Millions of well-qualified candidates are rejected because they don’t conform to parsing expectations. So why do we keep using this system? First of all, it’s getting better, albeit slowly. Second, it takes a stack of résumés (potentially hundreds for each position) and turns it into the top 10 choices for a human being to look at.
Of course, they will lose great candidates. That is just the price they are willing to pay so that you don’t have to review so many documents. And despite the losses, they still get decent choices and a good place to start.
“There are no secrets to success. It is the result of preparation, hard work, and learning from failure” — Colin Powell
Keep in mind that parsing programs are still pretty dumb. Only include graphics or tables if you want your résumé to be rejected.
Here’s the problem: ATS software can’t assess pictures, and it reads tables from top-to-bottom, not left-to-right. The first column in your table might be a list of names, while the second might be a list of dates; what happens is that two facts which would be visually related when a human looks at it, fails to make any sense to the software. So just don’t do it.
Parsers Look at Things Differently
An original job description might look like the image below. The ATS software will go through it and select unique phrases (in red here) which differentiate it from all other positions being offered. Then a human may go in and add some specific terms that they desire.
Acronyms are Cool
Like the example above, if they are looking for a “Customer Service Representative” then use that term, but also include CSR because that may count towards your final score.

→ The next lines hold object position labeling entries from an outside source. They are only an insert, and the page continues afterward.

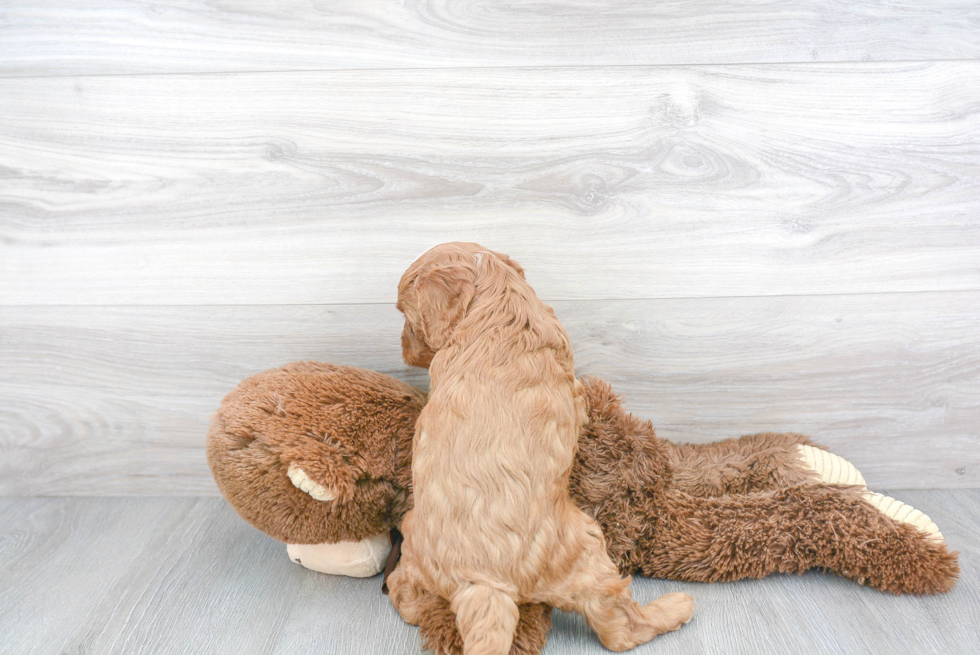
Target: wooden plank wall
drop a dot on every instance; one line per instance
(749, 216)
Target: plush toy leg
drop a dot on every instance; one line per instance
(358, 559)
(834, 469)
(792, 530)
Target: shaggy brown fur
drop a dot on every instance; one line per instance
(349, 429)
(746, 515)
(492, 523)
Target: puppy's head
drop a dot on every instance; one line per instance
(437, 291)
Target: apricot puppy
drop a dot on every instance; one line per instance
(493, 525)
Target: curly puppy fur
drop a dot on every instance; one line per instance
(493, 524)
(673, 511)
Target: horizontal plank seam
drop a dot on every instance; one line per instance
(383, 304)
(472, 68)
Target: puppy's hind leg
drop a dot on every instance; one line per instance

When ATS scans a résumé it will score the number of times you use these unique phrases from the original description. How many times have I seen a programming position advertised and then résumés come in laden with terms like “coder” or “code-wizard”, but not even once using just plain “programmer“?
“Error-prone applicant tracking systems kill 75 percent of job seekers’ chances of landing an interview as soon as they submit their résumés, despite how qualified they may be” – Meridith Levinson
You’re not “security conscious” or “threat-aware“; you’re PCI compliant, so say so. Whatever you see in the original offering, feed it right back to them. It’s not just a good idea—it’s the fundamental basis upon which the system operates.
Your goal is to get past these parsers, so you must follow their rules. One of the most important ones is to use the expected phraseology. Write “Work Experience“, not “Career Achievements” or “Professional Skills” because ATS Software will not recognize your creative terms. Use “Education“, “Skills“, and “Contact Information“. Your artistic choices may sound nicer, but it also means you won’t get hired.
Size isn’t Important
You hear it over and over again: Keep it brief. That would be an excellent idea that is both courteous and respectful of the reviewer’s time. But humans don’t see your résumé until well after they have decided to put your name on the interview list.
They have an excerpt that the ATS has collected and put into a database. What they will look at is similar to this image, where they can see how well you match the job description, and then elect to add you to the interview pool.
Conformity is important. When you get around to writing down your Experience make sure it is always formatted Employer’s name, Job title, and then Dates of employment. If you start with a date the entire line will be ignored. That means a vital statistic, your experience, will not be included. And that will get your résumé kicked out of the system because you are “unqualified.”
Properly constructed, your résumé should just fly through the system, landing right on top of the stack of interviewees. Take the time to learn to do it right to satisfy machines and please humans and you’ll have plenty of interviews.